In the years following the recession, hedge funds and private equity firms snapped up cheap residential real estate across the country. Here's where to move if you want to send Wall Street a rent check.

In the years since the recession, Wall Street has capitalized on the housing crisis it helped create, snapping up properties in stalled or distressed residential developments across the country and renting them out for a profit.

Most recently, New York-based private equity firm Cerberus Capital joined the Wall Street landlord trend, purchasing more than 1,500 houses in Florida, Illinois, and Texas.

Since 2012, private equity firms, hedge funds, and real estate investment trusts or their affiliated business have bought north of 150,000 houses and spent more than $25 billion to do so, according to investment bank Keefe, Bruyette & Woods. And the online real estate database RealtyTrac has a tracker by county that shows where the largest institutional investors own the most rental properties.

Here's a look at where Wall Street is buying: the places where a hedge fund, REIT,* or private equity firm could potentially end up as your landlord.

*Real Estate Investment Trust, a tax-friendly way to create a publicly traded company that owns real estate.

1. Minneapolis

Sylvan Road Capital initially set its sights on suburban Atlanta, looking to invest more than $1 billion in rental properties throughout the city.

Now, HavenBrook, a subsidiary of the firm, founded by a former Morgan Stanley analyst and backed by private equity dollars, has turned to Minneapolis for its next investment, specifically the city's North Side, which has been plagued by poverty and mortgage fraud in the last few years. Sylvan Road recently purchased 40 homes there and quickly began renting them out, worrying the City Council about the company's ability to manage the properties.

2. Tampa, Florida

One of the earliest and most aggressive members of the Wall Street Landlord Club is Blackstone, the private equity giant. It jumped at the chance to buy residential developments in the recession's wake and at one point was spending more than $100 million per week on property.

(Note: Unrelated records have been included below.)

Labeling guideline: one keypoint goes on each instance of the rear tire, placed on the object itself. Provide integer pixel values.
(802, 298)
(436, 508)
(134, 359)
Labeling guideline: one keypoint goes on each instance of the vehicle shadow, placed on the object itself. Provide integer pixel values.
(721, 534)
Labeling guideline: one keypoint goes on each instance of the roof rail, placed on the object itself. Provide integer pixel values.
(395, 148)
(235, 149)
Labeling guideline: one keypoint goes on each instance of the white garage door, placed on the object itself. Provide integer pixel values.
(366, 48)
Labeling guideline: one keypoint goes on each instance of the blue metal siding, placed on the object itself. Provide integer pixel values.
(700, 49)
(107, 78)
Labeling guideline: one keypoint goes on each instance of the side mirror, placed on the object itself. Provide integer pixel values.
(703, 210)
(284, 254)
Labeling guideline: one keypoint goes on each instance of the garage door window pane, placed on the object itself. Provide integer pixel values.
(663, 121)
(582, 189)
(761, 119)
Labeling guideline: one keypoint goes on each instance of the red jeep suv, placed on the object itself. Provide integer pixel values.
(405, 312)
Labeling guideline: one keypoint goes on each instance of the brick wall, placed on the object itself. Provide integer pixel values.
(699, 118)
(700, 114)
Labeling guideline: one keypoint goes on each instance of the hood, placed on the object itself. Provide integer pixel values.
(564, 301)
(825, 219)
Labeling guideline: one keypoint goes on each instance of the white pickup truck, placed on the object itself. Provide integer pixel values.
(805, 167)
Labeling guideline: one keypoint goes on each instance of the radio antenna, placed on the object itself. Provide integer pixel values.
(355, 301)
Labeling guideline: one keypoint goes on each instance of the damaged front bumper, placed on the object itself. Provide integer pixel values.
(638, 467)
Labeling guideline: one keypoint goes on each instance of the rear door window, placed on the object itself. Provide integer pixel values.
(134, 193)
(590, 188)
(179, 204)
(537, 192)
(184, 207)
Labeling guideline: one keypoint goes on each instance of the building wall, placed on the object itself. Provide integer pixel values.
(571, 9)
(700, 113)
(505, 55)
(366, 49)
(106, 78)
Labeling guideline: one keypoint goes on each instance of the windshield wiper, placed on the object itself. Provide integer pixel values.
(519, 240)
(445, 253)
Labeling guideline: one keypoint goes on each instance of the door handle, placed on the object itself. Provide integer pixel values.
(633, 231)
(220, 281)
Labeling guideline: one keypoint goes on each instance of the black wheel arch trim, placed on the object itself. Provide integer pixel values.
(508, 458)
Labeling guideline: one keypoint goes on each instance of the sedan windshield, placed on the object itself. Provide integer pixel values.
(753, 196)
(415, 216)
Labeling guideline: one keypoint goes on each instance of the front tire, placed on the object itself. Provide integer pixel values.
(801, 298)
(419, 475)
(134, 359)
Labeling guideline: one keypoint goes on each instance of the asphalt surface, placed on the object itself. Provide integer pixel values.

In suburbs and neighborhoods across Tampa, Blackstone subsidiary Invitation Homes began spending at a rate of $800,000 per day on rental homes in 2013, including foreclosed properties or those nearing foreclosure. Neighborhoods include Riverview and Spring Hill.

3. Phoenix

Pretty much anywhere you move within the Phoenix city limits, you're likely to have at least one Blackstone-owned home on your block. And Maricopa County, in which Phoenix exists, has the highest number of rental properties owned by the four largest institutional investors, according RealtyTrac's database.

Blackstone and other private equity giants' investment in Phoenix is so rampant that it has driven up housing prices in the city.

4. Chicago

While Blackstone focused its home-buying spree on properties in Las Vegas, Phoenix, Atlanta, California, Miami, and Orlando, one of its more concentrated rental home investments is in the Chicago area.

In 2013, the company's Invitation Homes subsidiary accounted for 18% of all single-family homes sold in Oak Forest, a Chicago suburb.

In the neighboring suburb of Oak Lawn, Blackstone's home ownership rose to 20% of all 2013 sales, and in nearby Galewood, Blackstone purchased 22.4% of all homes on the market.

5. Dayton, Ohio

In Dayton's northern Huber Heights suburb, Magnetar Capital, one of the major hedge funds that made a killing by betting correctly against the housing market in the economic crisis of 2008, bought around 1,500 single-family homes in 2013.

That purchase meant the $9 billion hedge fund now owns 1 in every 11 homes in Huber Heights.

6. Houston

On the northern side of the city's sprawling metro area, The Woodlands is one of the fastest growing suburbs of Houston, nearly 28 miles from the city center.

Howard Hughes Corp. is a commercial and residential real estate development and property management firm created, in part, by hedge fund mogul Bill Ackman. Pershing Square, Ackman's hedge fund, owns more than 25% of Howard Hughes, which he spun off from General Growth Properties in 2010, making it a stand-alone business.

Howard Hughes has big plans for The Woodlands, with a company representative telling the audience at Ackman's Harbor Investing charity conference earlier this month that it plans to build 4,600 residences across 28,000 acres in The Woodlands, an area larger than that of Manhattan.

7. Atlanta

8. Las Vegas

Blackstone and Colony have also heavily raided the Las Vegas housing market in the last few years, buying up 10% of all homes sold between 2012 and 2013.

Like in Atlanta, the two investment giants are putting the properties up for rent, amounting to 55,000 single-family homes throughout the city and surrounding towns like Henderson and Summerlin, both of which have been plagued by foreclosures since the recession.

9. Williston, North Dakota

Among the big private equity firms on Wall Street, KKR sits very close to the top. Though it is based in New York, the firm set out in late 2012 to capitalize on the North Dakota oil boom and develop housing units in Williston.

KKR set out to invest up to $150 million on the project, which included 737 single-family homes and 810 apartments.